O modo inesperado como te conheci fez-me pensar que não valia a pena acolher-te junto de mim, pensei realmente que falaríamos durante uns dias e já mais nos cruzávamos. Enganei-me. A tua linda voz já é capaz de me chatear há meses e confesso não querer largá-la. Habituei-me realmente a que por ti, chegasses até a mim. Isso mudou. Agora tenho que ser eu, a lembrar-me de ti, a tentar mudar aquilo que está traçado e ouvir-te realmente, estragar-te.
Não te considero apenas uma amiga, considero-te uma irmã. O nosso caminho possuí realmente ruas em comum e foi inevitável, cruzá-las. Sabes que há coisas em ti das quais não gosto, nomeadamente a tua teimosia ou o facto de seres só por ti.

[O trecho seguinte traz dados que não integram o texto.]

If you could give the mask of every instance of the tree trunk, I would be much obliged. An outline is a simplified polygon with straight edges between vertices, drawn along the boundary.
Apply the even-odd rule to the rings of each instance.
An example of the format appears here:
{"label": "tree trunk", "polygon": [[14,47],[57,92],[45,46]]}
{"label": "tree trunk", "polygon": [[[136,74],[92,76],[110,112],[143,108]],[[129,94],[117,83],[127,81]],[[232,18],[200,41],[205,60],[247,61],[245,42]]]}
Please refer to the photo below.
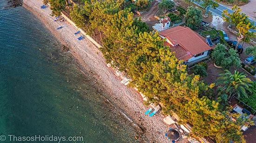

Gosto de ti, mas não gosto de já seres capaz de alterar o meu estado de espírito com uma simples palavra. Conheces-me bem (demasiado bem até).
Sabes que não te quero perder, boneca. Promete-me mais uma vez que isso não acontecerá. Tenho saudades das noites em que me ligas, completamente histérica, quase a chorar. Tenho saudades de contigo, construir uma música sem pés nem cabeça. Tenho saudades da tua gata com os olhos vermelhos. Tenho saudades de te ouvir tocar (muito mal) guitarra. Tenho saudades de te ouvir gozar com alguém. Tenho saudades de contar até três contigo. Tenho saudades de te ver sorrir. Tenho saudades de dizeres «já foi mais um». Tenho saudades de quando me dizes «amo-te irmã». Tenho saudades de ti e de nós.
Lembras-te da primeira vez que me ligaste? Lembraste de atenderes e a primeira coisa que foste capaz de dizer foi «o que é que queres?»? Eu lembro-me, várias vezes até e quando isso acontece surge um sorriso malandro. Não me importava de voltar atrás, percorrer todos os momentos e adoptá-los com mais carinho, ainda. Talvez porque tu já não me cansas.
Irmã, sabes o dia 7 de Outubro? Não vou esquece-lo nunca. Independentemente do que o futuro traga ou leve, independentemente de te tornares realmente uma drogada sem futuro, de mim já não te livras.